Gilles Sierro

« Ne plus pouvoir skier ? Pire que la mort »

Auteur
Laurent Grabet
Copyright
David Carlier
Parution
27.12.2018
Gilles Sierro
Gilles Sierro
Gilles Sierro

Le grand public a fait sa connaissance en 2015 dans le film « 13 Faces du Valais » de son ami David Carlier. « Gilles le skieur » y descendait la vertigineuse face Est de sa chère Dent Blanche. Toujours prêt à une nouvelle folie, le guide et skieur de l'extrême hérensard s’explique sur l’étrange passion qui l’habite.

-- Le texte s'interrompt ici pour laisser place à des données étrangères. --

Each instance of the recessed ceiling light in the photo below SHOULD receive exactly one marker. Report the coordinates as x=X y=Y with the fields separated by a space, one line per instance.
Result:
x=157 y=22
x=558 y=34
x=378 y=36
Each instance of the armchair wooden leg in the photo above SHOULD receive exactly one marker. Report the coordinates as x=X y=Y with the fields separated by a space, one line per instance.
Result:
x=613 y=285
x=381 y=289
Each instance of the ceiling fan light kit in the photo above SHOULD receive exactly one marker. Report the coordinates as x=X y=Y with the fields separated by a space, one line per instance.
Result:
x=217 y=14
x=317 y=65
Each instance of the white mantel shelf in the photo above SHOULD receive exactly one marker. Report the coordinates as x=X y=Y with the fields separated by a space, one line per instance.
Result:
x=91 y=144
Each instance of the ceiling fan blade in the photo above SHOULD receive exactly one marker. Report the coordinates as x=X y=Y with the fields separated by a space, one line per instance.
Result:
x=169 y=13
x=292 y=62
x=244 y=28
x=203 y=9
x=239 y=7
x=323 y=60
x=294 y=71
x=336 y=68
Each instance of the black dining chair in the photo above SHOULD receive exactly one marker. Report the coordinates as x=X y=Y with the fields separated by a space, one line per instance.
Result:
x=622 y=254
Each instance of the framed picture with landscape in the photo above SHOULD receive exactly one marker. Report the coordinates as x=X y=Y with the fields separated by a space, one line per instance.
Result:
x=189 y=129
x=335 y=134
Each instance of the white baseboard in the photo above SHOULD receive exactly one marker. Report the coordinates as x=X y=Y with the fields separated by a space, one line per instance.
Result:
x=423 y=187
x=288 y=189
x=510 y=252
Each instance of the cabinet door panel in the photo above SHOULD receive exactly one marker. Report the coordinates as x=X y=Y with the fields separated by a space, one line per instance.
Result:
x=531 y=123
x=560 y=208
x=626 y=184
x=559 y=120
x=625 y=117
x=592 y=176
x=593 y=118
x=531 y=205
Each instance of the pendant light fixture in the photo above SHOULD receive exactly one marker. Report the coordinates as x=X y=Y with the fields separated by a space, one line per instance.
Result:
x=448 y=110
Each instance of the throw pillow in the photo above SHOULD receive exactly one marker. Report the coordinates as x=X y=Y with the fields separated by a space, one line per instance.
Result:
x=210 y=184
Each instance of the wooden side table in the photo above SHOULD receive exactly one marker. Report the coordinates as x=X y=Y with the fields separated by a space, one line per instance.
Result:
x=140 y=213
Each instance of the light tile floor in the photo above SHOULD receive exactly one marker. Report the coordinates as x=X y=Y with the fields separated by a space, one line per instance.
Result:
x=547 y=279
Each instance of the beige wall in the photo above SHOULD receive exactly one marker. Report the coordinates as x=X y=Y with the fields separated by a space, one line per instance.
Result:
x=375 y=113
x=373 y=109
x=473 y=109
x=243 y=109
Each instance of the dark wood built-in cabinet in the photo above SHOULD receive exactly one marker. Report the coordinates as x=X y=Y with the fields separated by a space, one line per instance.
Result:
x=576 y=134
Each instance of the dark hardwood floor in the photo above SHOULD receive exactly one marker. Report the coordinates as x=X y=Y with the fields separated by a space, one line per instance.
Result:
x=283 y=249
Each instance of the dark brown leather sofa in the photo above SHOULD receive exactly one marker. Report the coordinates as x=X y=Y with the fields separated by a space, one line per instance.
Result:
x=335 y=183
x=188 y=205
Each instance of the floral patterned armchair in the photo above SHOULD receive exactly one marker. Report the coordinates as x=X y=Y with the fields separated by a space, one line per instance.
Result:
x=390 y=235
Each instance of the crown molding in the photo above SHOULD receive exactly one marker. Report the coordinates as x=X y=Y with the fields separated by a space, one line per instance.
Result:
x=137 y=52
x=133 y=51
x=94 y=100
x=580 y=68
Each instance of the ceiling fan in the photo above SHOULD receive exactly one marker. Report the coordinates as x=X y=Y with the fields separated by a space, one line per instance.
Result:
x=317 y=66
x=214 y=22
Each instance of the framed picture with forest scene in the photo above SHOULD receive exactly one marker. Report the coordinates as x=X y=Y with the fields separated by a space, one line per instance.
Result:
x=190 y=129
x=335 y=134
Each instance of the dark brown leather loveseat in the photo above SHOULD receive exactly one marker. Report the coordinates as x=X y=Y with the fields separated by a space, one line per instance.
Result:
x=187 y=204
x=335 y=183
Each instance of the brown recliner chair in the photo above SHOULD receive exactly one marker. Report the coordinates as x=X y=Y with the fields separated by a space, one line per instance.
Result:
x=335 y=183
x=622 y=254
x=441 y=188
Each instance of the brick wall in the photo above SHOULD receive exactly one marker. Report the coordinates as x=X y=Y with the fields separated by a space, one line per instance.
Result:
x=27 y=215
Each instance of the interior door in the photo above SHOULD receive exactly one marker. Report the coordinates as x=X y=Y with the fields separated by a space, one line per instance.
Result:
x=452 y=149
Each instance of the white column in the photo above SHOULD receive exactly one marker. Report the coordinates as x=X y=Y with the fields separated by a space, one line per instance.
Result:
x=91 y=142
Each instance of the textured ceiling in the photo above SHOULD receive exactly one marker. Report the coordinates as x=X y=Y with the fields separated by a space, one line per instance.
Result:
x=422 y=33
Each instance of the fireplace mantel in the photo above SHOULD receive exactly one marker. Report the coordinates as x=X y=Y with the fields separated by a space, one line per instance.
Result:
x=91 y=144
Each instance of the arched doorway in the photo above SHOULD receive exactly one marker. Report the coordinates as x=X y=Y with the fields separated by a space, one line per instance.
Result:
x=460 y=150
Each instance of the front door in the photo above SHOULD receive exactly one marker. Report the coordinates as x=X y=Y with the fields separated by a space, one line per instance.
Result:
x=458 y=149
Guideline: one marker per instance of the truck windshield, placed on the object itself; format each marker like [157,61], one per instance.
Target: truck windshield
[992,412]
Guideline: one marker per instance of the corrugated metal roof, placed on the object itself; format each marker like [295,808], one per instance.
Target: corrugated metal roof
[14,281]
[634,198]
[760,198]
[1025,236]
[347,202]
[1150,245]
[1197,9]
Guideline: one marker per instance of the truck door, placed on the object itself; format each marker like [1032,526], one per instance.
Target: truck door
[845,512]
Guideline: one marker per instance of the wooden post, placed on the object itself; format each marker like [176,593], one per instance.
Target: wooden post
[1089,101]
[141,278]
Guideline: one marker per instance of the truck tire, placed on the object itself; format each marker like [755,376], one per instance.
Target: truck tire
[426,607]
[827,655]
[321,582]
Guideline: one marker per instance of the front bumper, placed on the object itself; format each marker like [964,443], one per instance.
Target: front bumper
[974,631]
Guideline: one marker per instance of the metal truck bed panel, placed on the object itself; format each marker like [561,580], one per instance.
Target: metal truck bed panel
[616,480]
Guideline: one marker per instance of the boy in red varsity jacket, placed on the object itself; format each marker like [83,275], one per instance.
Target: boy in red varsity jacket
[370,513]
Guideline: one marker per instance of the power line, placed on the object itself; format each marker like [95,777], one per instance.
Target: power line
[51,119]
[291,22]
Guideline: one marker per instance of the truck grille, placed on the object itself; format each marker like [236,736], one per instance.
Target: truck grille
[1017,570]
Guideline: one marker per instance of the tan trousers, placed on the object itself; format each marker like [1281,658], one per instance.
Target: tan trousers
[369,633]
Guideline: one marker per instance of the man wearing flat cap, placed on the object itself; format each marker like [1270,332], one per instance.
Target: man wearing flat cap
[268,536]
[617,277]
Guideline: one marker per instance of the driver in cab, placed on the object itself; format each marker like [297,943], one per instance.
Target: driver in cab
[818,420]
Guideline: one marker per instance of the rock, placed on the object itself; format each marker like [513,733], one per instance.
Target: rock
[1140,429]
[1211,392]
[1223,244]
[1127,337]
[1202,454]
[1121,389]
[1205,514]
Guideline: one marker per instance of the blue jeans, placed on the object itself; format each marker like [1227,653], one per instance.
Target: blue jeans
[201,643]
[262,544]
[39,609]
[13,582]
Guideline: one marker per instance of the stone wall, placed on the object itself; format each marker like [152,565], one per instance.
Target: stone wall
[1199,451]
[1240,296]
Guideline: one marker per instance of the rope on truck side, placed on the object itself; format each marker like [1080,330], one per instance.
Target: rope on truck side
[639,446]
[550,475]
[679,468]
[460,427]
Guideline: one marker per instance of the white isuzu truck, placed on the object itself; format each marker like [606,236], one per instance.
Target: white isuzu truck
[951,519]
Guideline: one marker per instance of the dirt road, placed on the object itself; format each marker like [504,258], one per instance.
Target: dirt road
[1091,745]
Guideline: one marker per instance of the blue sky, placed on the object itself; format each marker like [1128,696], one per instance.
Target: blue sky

« La plus banale des journées de ski sera toujours plus belle que n’importe quelle autre journée… » D’emblée, Gilles Sierro avoue une passion qui le consume. De sa bouche même : une authentique addiction. À vrai dire, on ne peut guère être surpris : de son surnom (« Gilles le skieur »), connu de tous, à son t-shirt « Pray for snow », fièrement arboré, les indices ne manquent pas !
Le Hérensard, âgé de 39 ans, se confronte parfois à des pentes de plus de 55 degrés. Un univers impitoyable où la moindre chute a toutes les chances de conduire à la mort. Gilles Sierro le sait et l’accepte. « J’ai réfléchi en profondeur à tout cela », précise-t-il, avant d’ajouter, comme une évidence : « ne plus pouvoir skier serait pire que la mort ». Le plus déstabilisant pour lui ? L’accident grave, mais pas fatal, qui cloue dans un fauteuil et force à renoncer à l’appel de la montagne.
Gilles Sierro n’est pas fou, ni même tête brûlée. Il ne prend pas de risque inutile. « Je ne fais pas du ski extrême pour prouver quoi que ce soit à qui que ce soit – ni d’ailleurs à moi-même. En fait, je n’aime pas trop cet adjectif ‘extrême’, qui suggère une montagne fantasmée. Je veux juste vivre l’intensité rare inhérente à ces moments-là… » La fierté est présente, bien sûr, lorsqu’il réussit une descente « raide, directe et expo », comme celle de la face Est de la Dent Blanche en juin 2013. « Cela faisait huit ans qu’on en rêvait avec Olivier Roduit et Yannick Pralong, chaque matin, chaque fois que l’on regardait par la fenêtre. Mais nous avons attendu deux jours pour gonfler les pectoraux et révéler l’affaire. » Difficile de se dégager du miroir aux alouettes, mais Gilles Sierro sait résister. « Cette phase égotique d’après-exploit est dangereuse ; c’est elle qui pousse dans la fuite en avant et vers la faute », explique-t-il. Ce piège est devenu classique. Avec la place grandissante des réseaux sociaux, « faire savoir » semble être devenu plus important que « faire ». Plusieurs sportifs extrêmes en sont morts. Gilles Sierro a trouvé sa solution : pour éviter toute pression délétère, il a toujours refusé de toucher de l’argent de ses sponsors pour se lancer dans telle ou telle autre descente.

Un plaisir quasi mystique
Exit la gloire. Le véritable moteur de Gilles Sierro réside dans le plaisir quasi mystique qu’il ressent dans les pentes vierges. À la montée comme à la descente. Ce qu’il apprécie plus que tout ? La concentration intense qui l’envahit, le quotidien qui s’évapore devant la beauté des cimes, la communion avec elles – et une fulgurante clairvoyance, « un peu comme ce que doit ressentir un grimpeur qui fait du free solo ». La notion du risque reste palpable, mais enfouie au fond des tripes. « De telles descentes exigent d’être affuté physiquement, techniquement mais aussi et surtout mentalement. En réalité, c’est aussi une descente en soi en quête de ses limites… » (...)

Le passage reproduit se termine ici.